MUSIC INDSUTRY PUSHES AHEAD WITH LAWSUIT STRATEGY

The IFPI, the RIAA's worldwide client organistation, has rushed up to the microphone to announce a further chipping away at "illegal file-sharing" by launching another smattering of expensive lawsuits.

This time, it's 2,000 cases spread across 10 countries:

Among the countries targeted was Portugal, where sales of physical formats like CDs have slumped by 40 percent in the past four years amid heavy file-sharing usage, especially by college students.

Other users targeted for legal action included a Finnish lumberjack, a British postman, a Czech IT manager and a German judge, the IFPI said.

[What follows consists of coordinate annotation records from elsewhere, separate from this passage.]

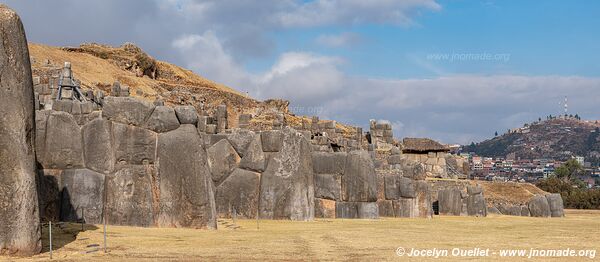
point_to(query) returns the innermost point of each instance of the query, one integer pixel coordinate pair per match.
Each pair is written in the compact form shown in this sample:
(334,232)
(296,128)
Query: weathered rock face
(98,146)
(476,205)
(324,208)
(241,139)
(186,114)
(328,186)
(222,160)
(556,205)
(239,192)
(271,140)
(186,189)
(450,202)
(329,163)
(82,190)
(131,196)
(127,110)
(254,158)
(359,182)
(162,119)
(538,206)
(19,226)
(63,147)
(287,186)
(134,145)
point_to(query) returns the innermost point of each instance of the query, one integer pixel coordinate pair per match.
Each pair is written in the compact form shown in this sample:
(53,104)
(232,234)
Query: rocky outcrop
(19,214)
(556,205)
(538,206)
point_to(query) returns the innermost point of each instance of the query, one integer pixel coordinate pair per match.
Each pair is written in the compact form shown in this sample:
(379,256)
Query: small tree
(568,170)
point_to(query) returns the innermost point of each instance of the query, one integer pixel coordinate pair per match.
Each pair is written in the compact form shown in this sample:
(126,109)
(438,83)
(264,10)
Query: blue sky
(456,71)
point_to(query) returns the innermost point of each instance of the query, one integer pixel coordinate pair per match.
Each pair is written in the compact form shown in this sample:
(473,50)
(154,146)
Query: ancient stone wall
(19,220)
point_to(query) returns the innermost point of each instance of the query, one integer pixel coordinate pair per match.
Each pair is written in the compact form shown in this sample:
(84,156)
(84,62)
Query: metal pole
(50,236)
(104,219)
(234,216)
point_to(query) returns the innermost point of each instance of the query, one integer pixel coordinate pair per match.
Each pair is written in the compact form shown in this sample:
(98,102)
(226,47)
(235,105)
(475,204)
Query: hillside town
(525,170)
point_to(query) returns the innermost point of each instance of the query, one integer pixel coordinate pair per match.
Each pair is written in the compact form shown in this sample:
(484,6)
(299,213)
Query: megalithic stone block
(186,189)
(130,199)
(19,214)
(162,119)
(359,182)
(82,189)
(239,192)
(186,114)
(556,205)
(287,185)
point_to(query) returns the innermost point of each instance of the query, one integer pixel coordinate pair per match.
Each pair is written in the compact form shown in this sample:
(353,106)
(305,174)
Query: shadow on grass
(63,233)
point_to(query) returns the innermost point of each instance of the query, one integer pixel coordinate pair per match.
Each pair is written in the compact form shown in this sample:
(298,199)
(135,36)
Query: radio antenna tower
(566,107)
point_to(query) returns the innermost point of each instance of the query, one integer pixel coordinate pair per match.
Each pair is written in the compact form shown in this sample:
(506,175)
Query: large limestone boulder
(287,186)
(329,163)
(272,140)
(254,158)
(126,110)
(63,147)
(162,119)
(450,201)
(129,196)
(538,206)
(359,182)
(392,191)
(324,208)
(222,160)
(186,189)
(556,205)
(407,187)
(49,194)
(386,208)
(328,186)
(239,192)
(19,217)
(98,146)
(134,145)
(82,191)
(423,199)
(476,205)
(186,114)
(241,139)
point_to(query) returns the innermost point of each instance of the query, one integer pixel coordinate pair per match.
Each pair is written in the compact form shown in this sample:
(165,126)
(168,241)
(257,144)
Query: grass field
(340,239)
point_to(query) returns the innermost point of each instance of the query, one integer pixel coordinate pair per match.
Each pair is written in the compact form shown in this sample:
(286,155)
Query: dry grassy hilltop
(98,66)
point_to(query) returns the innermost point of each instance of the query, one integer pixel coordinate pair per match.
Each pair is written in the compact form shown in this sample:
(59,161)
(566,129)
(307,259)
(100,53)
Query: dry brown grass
(92,70)
(509,192)
(331,239)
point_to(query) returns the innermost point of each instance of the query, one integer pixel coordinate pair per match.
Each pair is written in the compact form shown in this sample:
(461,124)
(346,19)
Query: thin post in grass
(50,236)
(234,216)
(104,220)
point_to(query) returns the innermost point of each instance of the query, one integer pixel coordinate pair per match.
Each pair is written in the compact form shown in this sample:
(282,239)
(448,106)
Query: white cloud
(453,109)
(339,40)
(344,12)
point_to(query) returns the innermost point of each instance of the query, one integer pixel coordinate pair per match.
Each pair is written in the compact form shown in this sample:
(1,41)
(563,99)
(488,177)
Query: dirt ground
(374,240)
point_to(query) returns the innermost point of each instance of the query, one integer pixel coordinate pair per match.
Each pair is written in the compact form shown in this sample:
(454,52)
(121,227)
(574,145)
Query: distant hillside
(557,138)
(97,66)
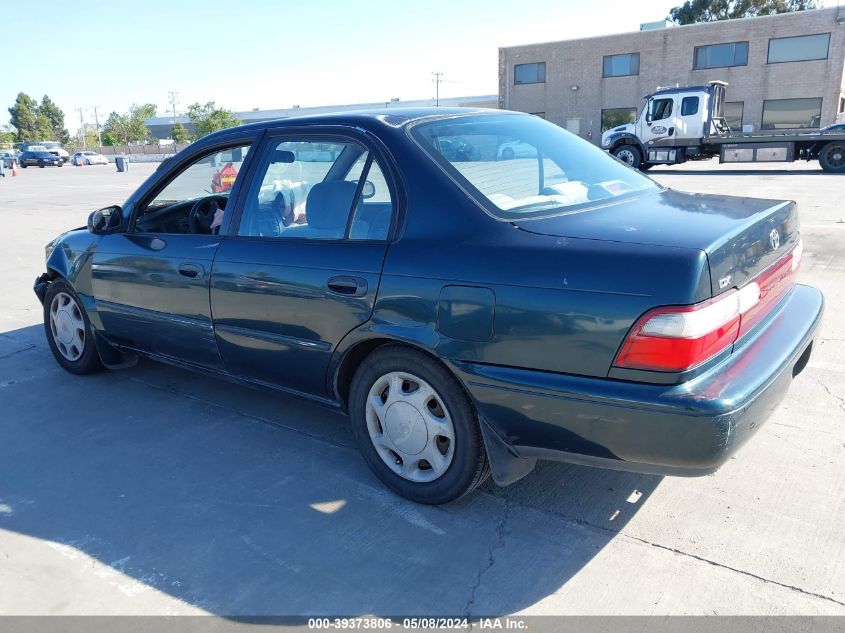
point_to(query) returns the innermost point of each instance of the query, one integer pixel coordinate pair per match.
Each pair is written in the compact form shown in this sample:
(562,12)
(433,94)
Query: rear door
(302,264)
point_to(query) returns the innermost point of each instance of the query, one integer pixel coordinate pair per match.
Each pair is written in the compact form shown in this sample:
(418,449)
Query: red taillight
(678,338)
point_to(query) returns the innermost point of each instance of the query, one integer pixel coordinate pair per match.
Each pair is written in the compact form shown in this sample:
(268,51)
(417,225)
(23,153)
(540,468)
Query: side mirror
(105,220)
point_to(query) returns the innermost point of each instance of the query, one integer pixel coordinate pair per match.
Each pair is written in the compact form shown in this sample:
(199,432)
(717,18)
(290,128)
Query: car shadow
(153,484)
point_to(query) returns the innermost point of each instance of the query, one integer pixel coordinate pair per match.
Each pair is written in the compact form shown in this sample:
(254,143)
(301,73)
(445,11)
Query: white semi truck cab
(688,123)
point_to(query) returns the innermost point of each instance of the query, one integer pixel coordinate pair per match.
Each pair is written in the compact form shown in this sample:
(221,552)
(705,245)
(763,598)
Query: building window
(781,114)
(529,73)
(621,65)
(798,49)
(689,106)
(733,114)
(721,55)
(617,116)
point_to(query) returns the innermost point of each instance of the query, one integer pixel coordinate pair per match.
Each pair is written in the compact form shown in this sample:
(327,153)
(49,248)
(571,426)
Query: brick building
(784,71)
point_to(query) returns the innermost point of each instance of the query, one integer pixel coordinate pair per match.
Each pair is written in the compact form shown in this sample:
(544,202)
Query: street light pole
(173,97)
(97,123)
(437,79)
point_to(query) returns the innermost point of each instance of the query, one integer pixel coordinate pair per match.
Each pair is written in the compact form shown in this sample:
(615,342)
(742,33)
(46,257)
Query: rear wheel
(69,330)
(629,154)
(832,157)
(415,427)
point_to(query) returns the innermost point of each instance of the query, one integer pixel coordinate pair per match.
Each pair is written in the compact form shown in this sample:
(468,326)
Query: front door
(659,124)
(302,264)
(151,284)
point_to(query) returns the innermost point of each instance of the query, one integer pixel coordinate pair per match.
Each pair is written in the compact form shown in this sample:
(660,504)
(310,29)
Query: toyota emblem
(774,239)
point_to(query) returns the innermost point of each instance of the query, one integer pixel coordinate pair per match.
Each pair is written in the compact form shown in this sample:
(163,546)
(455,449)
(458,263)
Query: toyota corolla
(471,314)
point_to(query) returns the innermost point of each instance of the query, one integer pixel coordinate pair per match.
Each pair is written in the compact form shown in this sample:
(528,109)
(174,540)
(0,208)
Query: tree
(209,118)
(179,133)
(7,135)
(29,121)
(693,11)
(122,129)
(55,118)
(116,130)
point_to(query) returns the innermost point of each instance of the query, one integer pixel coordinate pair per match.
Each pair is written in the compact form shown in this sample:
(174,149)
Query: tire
(395,441)
(68,329)
(832,157)
(629,154)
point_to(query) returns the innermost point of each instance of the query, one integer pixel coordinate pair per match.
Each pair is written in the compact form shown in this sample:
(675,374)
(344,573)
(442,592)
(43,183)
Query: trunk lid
(741,236)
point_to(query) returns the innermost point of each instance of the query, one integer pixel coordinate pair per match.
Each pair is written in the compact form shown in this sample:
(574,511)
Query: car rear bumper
(686,429)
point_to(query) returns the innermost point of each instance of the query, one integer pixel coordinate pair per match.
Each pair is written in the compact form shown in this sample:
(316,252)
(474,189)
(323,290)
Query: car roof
(381,117)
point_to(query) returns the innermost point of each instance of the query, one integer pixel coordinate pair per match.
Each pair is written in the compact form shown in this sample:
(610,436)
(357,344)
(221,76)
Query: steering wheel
(201,215)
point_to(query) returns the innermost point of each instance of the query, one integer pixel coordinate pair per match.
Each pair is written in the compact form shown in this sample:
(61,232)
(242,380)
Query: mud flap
(111,357)
(506,465)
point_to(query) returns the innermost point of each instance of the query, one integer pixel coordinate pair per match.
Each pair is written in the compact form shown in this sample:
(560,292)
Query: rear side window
(318,189)
(520,166)
(689,106)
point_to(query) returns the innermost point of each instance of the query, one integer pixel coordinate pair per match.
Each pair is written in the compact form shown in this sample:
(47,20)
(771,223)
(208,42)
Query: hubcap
(67,326)
(836,156)
(626,155)
(410,427)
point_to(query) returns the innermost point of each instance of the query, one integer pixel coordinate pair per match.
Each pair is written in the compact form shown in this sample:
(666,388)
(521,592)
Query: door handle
(348,286)
(191,271)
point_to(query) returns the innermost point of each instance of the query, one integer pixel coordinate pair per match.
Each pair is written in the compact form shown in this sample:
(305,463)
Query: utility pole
(438,77)
(173,97)
(97,123)
(82,126)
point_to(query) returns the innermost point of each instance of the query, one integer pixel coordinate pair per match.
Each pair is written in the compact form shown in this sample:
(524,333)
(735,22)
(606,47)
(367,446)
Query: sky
(264,54)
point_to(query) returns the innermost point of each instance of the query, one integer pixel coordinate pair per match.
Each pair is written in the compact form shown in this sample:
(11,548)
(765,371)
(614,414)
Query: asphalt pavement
(157,491)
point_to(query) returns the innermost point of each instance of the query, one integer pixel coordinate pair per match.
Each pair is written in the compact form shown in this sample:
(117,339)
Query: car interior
(305,192)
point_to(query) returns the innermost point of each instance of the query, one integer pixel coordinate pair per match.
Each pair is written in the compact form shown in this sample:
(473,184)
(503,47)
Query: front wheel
(832,157)
(69,331)
(415,427)
(629,155)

Hang about a moment... wasn't the family of the British postman financially ruined by the BPI back in January? How fresh is this "fresh wave", exactly?

The IFPI is desperate to try and steer attention away from the sorts of cases where they bring legal action against preteens or dead old ladies:

A large number of cases involve men aged between 20 and 35 and parents who have not heeded successive education and warning campaigns about the legal risks of allowing p2p file-sharing in the home.

Yes, the IFPI isn't going to leave itself open to the claims that it's pursuing kids. No, it'll demand ridiculous sums of money from their parents, instead, using the threat of dragging their children to court if they don't pay up.

Of course, it's meant to be educative, remember, otherwise this would merely be a very expensive and clumsy way of burning through record company cash - cash that could otherwise be spent on developing artist's careers:

Of those people who are stopping or cutting back [downloading], many cited the legal consequences of their actions as a major worry. This fear was common across most of Europe: France (35%), Germany (27%), Sweden (25%) and the UK (20%).

We can only assume that in other countries, its less than one in five who take any notice of the lawsuits - and that's amongst the third who have cut down. So, we make that somewhere like 7% of people whose behaviour has been influenced by these lawsuits. On the IFPI's own figures. And that's not 7% of people stopping, it's 7% stopping or just downloading less, or more carefully.

And yet they keep bringing the lawsuits.

Seriously, we're not just grinding an axe here - clearly, it's a strategy that's failing badly, and we do genuinely want to know why the music industry is wasting so much money on it?